3.2. Comparison of Reference Genome Maps

SNPs were identified by aligning clean reads to the reference genome using the Unified Genotyper module in GATK software (version v3.5-0-g36282e4). A total of 9,686,439 SNPs were detected. The frequency of conversion was significantly higher than that of other variants, with approximately two-thirds of the SNPs and other variants containing conversion variants (Figure 1D). Functional annotation of identified genetic variants was conducted using ANNOVAR 20200608. Based on genomic location (Figure 1E), the sequences mapped onto the genome were classified into intergenic, intronic, exonic, and noncoding regions. Given that SNPs in exonic regions can affect protein translation, these were further annotated (Figure 1F). The results showed that approximately 51% of the exonic mutations were synonymous. Aside from a small number of mutations with unknown effects, only a few were predicted to impact gene expression.

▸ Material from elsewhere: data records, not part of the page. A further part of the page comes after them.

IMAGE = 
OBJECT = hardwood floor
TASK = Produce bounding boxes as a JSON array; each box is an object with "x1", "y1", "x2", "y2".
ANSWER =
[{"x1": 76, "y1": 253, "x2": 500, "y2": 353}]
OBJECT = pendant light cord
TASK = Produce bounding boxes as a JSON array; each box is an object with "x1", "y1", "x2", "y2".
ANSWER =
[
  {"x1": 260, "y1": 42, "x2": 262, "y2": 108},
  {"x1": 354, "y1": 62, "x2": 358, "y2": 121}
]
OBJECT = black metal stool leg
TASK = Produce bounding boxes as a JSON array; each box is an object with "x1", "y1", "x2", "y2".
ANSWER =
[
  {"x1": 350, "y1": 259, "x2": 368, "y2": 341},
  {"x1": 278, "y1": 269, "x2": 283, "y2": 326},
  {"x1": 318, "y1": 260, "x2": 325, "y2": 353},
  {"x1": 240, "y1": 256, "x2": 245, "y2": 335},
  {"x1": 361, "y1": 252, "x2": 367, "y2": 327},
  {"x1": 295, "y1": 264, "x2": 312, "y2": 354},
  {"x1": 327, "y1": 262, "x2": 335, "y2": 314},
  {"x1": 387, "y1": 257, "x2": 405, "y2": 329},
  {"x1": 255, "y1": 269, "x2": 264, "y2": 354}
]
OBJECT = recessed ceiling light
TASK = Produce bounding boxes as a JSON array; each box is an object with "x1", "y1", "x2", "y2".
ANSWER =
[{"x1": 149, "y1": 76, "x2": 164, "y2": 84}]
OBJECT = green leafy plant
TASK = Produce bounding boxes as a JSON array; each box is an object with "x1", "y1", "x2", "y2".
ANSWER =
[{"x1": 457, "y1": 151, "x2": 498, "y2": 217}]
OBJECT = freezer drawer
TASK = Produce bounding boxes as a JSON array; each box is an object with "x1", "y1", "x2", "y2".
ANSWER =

3.3. Identification of Snp Mutations

A total of 9,667,930 high-quality SNPs were retained following the filtration of loci with minor allele frequency (MAF) < 0.05 and a deletion rate exceeding 5%. The population structure effect matrix was calculated, and population analyses were conducted (Figure 2A–E). Subsequently, GWAS was conducted to screen for SNP loci significantly associated with milk-production traits in dairy goats. In total, 318 SNPs reached statistical significance, with 64% (202 SNPs) located in intergenic regions, 31% (98 SNPs) in intronic regions, and only 5% (18 SNPs) in exons or noncoding regions. including upstream and downstream regions. After re-analysis with the 5e-8 threshold, 38 SNPs remained significantly associated with milk yield (reduced from 318 SNPs with the previous threshold) (Table 2). From these, 244 significant candidate genes were identified and annotated based on the physical positions of their corresponding SNPs on the chromosomes (Figure 2G,H).

3.4. Go and Kegg Analysis

In the present study, 318 significant SNP sites were annotated within 244 candidate genes, indicating that some sequences contained multiple mutation sites. For example, 26 SNPs were identified between LOC108633170 and LOC102170513, Five SNPs were mapped to the exonic and intronic regions of the F11 gene, and 12 SNPs were found in the upstream to downstream regions of PCNX2. Since base mutations can influence the expression of candidate genes, the GO database was used to analyze these SNP-containing candidate genes. In total, 244 candidate genes corresponding to the 318 SNPs were annotated with 86 GO terms. Focusing on terms with p < 0.05, eight significant GO terms were identified (Table 2). In the cell component category, three GO terms—cilium (GO: 0005929), cell projection (GO: 0042995), and plasma membrane-bound cell projection (GO: 0120025)—were significantly enriched. Only cell division (GO:0051301) showed significant enrichment in the biological process category.
KEGG pathway enrichment analysis was conducted to further investigate the biological functions of these SNP-associated candidate genes. The annotation revealed that 178 candidate genes were associated with 151 biological processes. Moreover, eight KEGG pathways were significantly enriched with 23 candidate genes (p < 0.05), indicating their potential key roles in dairy goat lactation (Table 3). Among these, the NF-kappa B signaling pathway (ko04064) is notably prominent (Figure 2F).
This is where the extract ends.